It took a while for the truth of Hohenheim’s sudden reappearance and then sudden death shortly after to really hit Ed. At first, he’d been too confused about his feelings about his father, and too busy with uni work, to really process anything at all. When the inheritance money had come in, he’d tried to give all of it to Al because, between his research bursary and the frankly ridiculous amounts they paid him to peer review journal articles, he had no use for it for studies like Al did. Al wanted to refuse all of it, insisting that Ed should save. In the end, with help from responsible, terrifying adults, the two came to a compromise that left Al’s studies fully taken care of, Ed with some savings tucked away for him under Al’s watch and a fair bit of loose change in his hands that everybody insisted he use for something.

But Ed had no idea what to use Hohenheim’s money on – mostly because he still thought of it as _Hohenheim’s money_ and not his. A petty part of him wanted to waste it on something ridiculous, but even Ed could admit that there was no point trying to piss off the dead.

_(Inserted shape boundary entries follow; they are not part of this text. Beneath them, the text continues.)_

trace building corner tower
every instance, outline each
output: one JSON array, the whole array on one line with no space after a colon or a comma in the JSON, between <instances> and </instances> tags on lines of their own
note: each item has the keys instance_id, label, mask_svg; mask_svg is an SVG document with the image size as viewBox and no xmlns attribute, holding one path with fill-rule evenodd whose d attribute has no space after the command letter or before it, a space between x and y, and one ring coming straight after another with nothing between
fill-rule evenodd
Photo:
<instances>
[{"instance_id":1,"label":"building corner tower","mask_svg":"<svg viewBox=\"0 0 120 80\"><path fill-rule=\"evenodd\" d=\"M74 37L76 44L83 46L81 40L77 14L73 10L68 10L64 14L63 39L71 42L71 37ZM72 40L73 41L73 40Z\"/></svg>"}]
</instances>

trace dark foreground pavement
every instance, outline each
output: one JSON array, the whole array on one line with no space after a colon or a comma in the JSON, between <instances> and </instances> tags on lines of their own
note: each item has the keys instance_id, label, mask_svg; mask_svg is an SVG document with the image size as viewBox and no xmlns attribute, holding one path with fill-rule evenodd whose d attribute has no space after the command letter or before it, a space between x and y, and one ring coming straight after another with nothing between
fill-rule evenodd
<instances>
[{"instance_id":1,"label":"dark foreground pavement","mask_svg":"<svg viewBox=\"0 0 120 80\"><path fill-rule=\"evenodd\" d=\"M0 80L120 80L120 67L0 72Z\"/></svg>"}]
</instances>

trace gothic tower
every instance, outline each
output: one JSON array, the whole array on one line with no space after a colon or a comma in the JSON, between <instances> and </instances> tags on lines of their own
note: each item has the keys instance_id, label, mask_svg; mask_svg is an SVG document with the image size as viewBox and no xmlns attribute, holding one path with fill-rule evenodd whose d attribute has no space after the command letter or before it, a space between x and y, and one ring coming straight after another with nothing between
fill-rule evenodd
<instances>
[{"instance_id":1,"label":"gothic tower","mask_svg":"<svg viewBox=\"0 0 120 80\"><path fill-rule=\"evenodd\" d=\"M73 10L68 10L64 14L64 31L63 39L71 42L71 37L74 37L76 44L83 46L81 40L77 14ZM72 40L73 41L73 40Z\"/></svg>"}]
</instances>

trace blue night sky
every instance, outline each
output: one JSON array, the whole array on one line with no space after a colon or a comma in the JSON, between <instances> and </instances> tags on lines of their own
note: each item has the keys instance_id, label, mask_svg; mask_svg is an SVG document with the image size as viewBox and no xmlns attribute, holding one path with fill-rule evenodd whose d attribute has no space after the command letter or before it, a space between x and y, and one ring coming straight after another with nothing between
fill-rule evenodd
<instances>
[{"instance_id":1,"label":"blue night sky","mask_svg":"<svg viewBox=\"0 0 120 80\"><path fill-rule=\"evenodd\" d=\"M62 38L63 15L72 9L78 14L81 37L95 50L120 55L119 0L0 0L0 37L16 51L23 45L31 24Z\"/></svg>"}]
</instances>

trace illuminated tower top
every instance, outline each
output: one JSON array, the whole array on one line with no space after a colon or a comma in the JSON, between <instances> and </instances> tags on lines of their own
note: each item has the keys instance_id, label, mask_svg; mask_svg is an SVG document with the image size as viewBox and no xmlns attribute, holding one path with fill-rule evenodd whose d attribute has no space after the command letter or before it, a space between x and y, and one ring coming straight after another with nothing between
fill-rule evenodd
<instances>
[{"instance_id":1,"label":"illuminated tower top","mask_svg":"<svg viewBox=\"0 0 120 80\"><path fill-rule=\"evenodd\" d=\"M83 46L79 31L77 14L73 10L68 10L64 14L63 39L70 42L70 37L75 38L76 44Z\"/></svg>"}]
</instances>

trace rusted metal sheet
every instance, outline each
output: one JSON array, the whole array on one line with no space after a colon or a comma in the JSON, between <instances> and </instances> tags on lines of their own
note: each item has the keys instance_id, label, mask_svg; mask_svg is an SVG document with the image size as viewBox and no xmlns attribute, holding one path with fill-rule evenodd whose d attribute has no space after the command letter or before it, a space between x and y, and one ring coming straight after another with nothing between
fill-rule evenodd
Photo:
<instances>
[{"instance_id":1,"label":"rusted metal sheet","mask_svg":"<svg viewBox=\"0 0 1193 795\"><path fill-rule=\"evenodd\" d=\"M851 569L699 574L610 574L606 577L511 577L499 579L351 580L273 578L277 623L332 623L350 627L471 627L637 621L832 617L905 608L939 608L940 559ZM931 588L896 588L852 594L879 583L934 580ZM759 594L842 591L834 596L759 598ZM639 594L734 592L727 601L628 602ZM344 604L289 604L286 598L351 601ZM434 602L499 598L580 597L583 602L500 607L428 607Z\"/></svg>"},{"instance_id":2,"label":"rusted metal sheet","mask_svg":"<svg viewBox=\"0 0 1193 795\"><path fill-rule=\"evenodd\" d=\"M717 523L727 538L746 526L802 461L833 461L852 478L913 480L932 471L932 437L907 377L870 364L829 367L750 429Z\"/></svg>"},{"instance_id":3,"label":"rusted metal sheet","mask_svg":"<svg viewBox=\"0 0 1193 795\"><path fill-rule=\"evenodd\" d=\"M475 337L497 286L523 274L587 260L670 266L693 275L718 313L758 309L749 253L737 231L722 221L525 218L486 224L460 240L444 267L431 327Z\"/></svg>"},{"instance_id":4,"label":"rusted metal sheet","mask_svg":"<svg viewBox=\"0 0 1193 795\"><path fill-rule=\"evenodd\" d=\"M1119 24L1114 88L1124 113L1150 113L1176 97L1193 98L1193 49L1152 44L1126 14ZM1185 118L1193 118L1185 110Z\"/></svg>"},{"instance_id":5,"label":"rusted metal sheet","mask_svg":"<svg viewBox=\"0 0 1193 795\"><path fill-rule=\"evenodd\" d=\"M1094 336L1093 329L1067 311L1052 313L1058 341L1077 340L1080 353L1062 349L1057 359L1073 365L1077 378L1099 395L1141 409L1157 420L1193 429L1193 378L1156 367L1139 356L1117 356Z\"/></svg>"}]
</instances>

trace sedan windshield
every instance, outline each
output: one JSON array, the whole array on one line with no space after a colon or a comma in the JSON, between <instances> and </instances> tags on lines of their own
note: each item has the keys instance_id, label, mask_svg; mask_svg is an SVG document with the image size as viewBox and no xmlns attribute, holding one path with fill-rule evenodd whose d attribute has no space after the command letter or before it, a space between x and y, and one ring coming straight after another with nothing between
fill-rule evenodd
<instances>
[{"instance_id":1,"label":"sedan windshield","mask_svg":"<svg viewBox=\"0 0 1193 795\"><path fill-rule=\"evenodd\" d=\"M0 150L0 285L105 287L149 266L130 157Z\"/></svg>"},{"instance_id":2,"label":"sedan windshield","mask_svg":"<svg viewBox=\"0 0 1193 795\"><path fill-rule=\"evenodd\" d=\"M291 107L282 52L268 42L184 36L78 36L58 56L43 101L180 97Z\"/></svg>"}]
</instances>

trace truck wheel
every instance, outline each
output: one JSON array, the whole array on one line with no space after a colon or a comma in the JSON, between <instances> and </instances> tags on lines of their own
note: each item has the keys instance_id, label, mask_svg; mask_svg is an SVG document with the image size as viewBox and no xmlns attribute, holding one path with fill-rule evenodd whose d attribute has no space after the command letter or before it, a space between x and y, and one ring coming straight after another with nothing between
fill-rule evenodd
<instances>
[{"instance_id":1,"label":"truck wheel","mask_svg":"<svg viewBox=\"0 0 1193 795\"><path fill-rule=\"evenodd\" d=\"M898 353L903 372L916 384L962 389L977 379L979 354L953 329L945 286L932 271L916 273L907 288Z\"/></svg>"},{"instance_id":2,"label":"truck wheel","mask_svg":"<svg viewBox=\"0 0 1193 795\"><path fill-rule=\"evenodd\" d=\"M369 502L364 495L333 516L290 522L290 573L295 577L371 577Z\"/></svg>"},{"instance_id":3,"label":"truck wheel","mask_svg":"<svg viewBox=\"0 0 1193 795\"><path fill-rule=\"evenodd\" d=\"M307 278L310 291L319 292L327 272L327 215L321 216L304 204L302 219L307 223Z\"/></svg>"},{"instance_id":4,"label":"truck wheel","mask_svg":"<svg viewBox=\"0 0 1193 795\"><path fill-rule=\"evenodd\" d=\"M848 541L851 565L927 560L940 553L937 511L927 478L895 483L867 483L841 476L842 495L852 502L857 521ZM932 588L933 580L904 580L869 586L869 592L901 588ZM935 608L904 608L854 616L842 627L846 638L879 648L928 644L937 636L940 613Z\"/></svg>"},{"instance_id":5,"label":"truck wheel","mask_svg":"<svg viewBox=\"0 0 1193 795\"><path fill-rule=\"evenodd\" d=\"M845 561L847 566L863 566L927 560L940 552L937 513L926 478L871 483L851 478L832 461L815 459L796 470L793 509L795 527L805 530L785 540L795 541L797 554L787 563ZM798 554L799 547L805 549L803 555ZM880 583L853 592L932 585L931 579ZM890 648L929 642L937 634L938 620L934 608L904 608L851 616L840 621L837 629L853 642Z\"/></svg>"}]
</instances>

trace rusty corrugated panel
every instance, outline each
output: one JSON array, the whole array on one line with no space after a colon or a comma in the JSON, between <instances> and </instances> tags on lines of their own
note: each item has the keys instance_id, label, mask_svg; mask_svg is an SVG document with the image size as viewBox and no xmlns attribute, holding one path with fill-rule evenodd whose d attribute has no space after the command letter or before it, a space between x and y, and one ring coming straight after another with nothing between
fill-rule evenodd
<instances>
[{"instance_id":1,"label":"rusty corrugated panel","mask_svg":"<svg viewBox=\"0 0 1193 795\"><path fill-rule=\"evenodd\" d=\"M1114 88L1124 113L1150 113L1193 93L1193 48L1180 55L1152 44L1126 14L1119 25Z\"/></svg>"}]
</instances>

That led to him thinking about all the reasons why he was still mad at his father despite the reconciliation that had taken place, which led to him being furious all over again how Hohenheim had gone travelling all over while Trisha had never even gotten her dreamed about trip over the UK before she died, and how neither of them cared about stuff like that any more, so it was up to Ed to care about it for them.

And that’s when it fully hit him that he was an orphan. This time, Hohenheim wouldn’t be able to come back to stand on trial by Ed’s justified fury.

“Ed? What’s wrong?”

He couldn’t blame Winry for sounding anxious; he hardly ever called unless it was an emergency, preferring to stick to texting, which he could do in a hurry even in noisy places.

“Nothing, nothing! I just... Win... You, uh... all your work right now can be done remotely, yeah? While you wait for the board to review your last portfolio?”

“Uh-huh,” she said, slowly. “All I’m doing is online pop quizzes – I told you they don’t believe in traditional sit-down exams? So they send in quizzes and essays out of the blue and give us a day or so to send them back in? To mimic real life, they say. Anyway. I have those. And any corrections to the designs they ask me to do.”

“And all that could be done... from anywhere?”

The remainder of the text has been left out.